L’Autorité de la concurrence a rendu le 4 juillet 2019 un avis dense (180 pages) dressant un bilan à date de l’état de la concurrence en Outre-Mer.
Constatant que les prix des produits de grande consommation demeurent élevés en Outre-Mer malgré le système de régulation mis en place par la loi dite « Lurel » en 2012 (par l’interdiction des exclusivités à l’importation) et par la loi EROM de 2017, l’Autorité de la concurrence en a recherché les causes.
Parmi celles-ci, figure le retard de développement du commerce en ligne, qui serait pourtant selon l’Autorité de la concurrence, un facteur de désenclavement des populations des DROM et de lutte contre la vie chère, en rendant accessible un plus grand nombre de produits sans qu’il soit nécessaire d’avoir un magasin physique ou du stock dans les DROM.
1. Les causes identifiées du faible développement du commerce en ligne en Outre-Mer
Selon l’Autorité de la concurrence, les principaux freins au développement du commerce en ligne sont d’ordres logistique et douanier. En conséquence, une minorité d’enseignes présentes en Métropole propose la vente en ligne aux consommateurs ultramarins.
L’Autorité de la concurrence relève que le coût d’un achat vers l’Outre-Mer peut détourner les clients.
En particulier, les frais de transport/livraison applicables – qui sont souvent très supérieurs aux frais de livraison en Métropole – découragent les consommateurs de commander en ligne.
Il en va de même du coût des frais de retour dans l’hypothèse où le consommateur souhaite faire jouer son droit de rétractation (le consommateur pouvant décider de renvoyer le produit commandé, pendant un délai de 14 jours après la livraison, sous réserve de payer les frais de retour du produit).

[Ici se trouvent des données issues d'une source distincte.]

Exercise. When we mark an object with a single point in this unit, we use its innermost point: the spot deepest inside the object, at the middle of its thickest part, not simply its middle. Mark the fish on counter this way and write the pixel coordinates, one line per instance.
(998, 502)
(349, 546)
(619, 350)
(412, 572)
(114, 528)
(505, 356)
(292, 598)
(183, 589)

Ainsi, certaines enseignes préfèrent renoncer à la livraison en Outre-Mer, plutôt que de faire supporter de tels coûts aux clients.
Le paiement de l’octroi de mer, taxe spécifique, est une autre source de découragement des consommateurs, qui se considèrent par ailleurs mal informés sur le coût de cette taxe au moment de leur achat. Le manque de transparence et de prévisibilité de cette taxe au moment de la commande, est source de renoncement à une commande en ligne.
Plus généralement, l’Autorité de la concurrence remet en cause l’intérêt même de cette taxe lorsqu’elle s’applique à des produits qui ne viennent pas concurrencer des produits proposés par les vendeurs locaux, dans la mesure où l’une des raisons d’être de cette taxe est de protéger la production locale.
Les délais de livraison seraient également en cause dans le faible développement de l’e-commerce en Outre-Mer, puisque le délai moyen de livraison de 5,3 jours en Métropole, passe de 3 à 27 jours en Outre-Mer.
Enfin, l’Autorité de la concurrence considère que le règlement communautaire n°2018/302 sur le blocage géographique (ou « geoblocking »), est insuffisamment mis en œuvre et qu’il conviendrait d’aboutir à une situation où les consommateurs ultra-marins bénéficieraient de conditions non discriminatoires par rapport à celles dont bénéficient les consommateurs en Métropole.
2. Les propositions de l’Autorité de la concurrence
Pour pallier les difficultés identifiées en rapport avec l’e-commerce, l’Autorité de la concurrence formule différentes propositions destinées à favoriser le commerce en ligne auprès des clients ultramarins :
- Encourager l’envoi groupé de colis en permettant l’accomplissement d’une seule formalité douanière afin de faire baisser les coûts de livraison ;
- Vérifier que les enseignes ne font pas supporter aux consommateurs les frais de retour d’un produit au titre de la garantie légale de conformité. En effet, une telle pratique a pu être constatée, bien qu’elle soit contraire à la réglementation, le vendeur ne pouvant pas faire supporter des frais au client lorsque le retour est dû au non-respect par le vendeur de son obligation de conformité ;
Procéder à des modifications de la législation pour :
- Adapter le droit de la consommation afin d’obliger les enseignes de commerce en ligne à afficher de manière visible les taxes et octroi de mer applicables ;
- Étudier l’adoption d’un octroi de mer à taux réduit et unique pour les produits vendus en ligne ;
- Adopter une réglementation nationale reprenant les interdictions du règlement européen n°2018/302 sur le blocage géographique, compte tenu de l’incertitude quant à l’applicabilité de ce texte aux situations impliquant un consommateur ultramarin.
En effet, le règlement européen n°2018/302 sur le « geoblocking », interdit tout blocage géographique injustifié fondé notamment sur le lieu de résidence du client. Les consommateurs ultramarins devraient ainsi pouvoir accéder librement aux sites de commerce électronique et bénéficier de conditions non discriminatoires par rapport aux consommateurs métropolitains.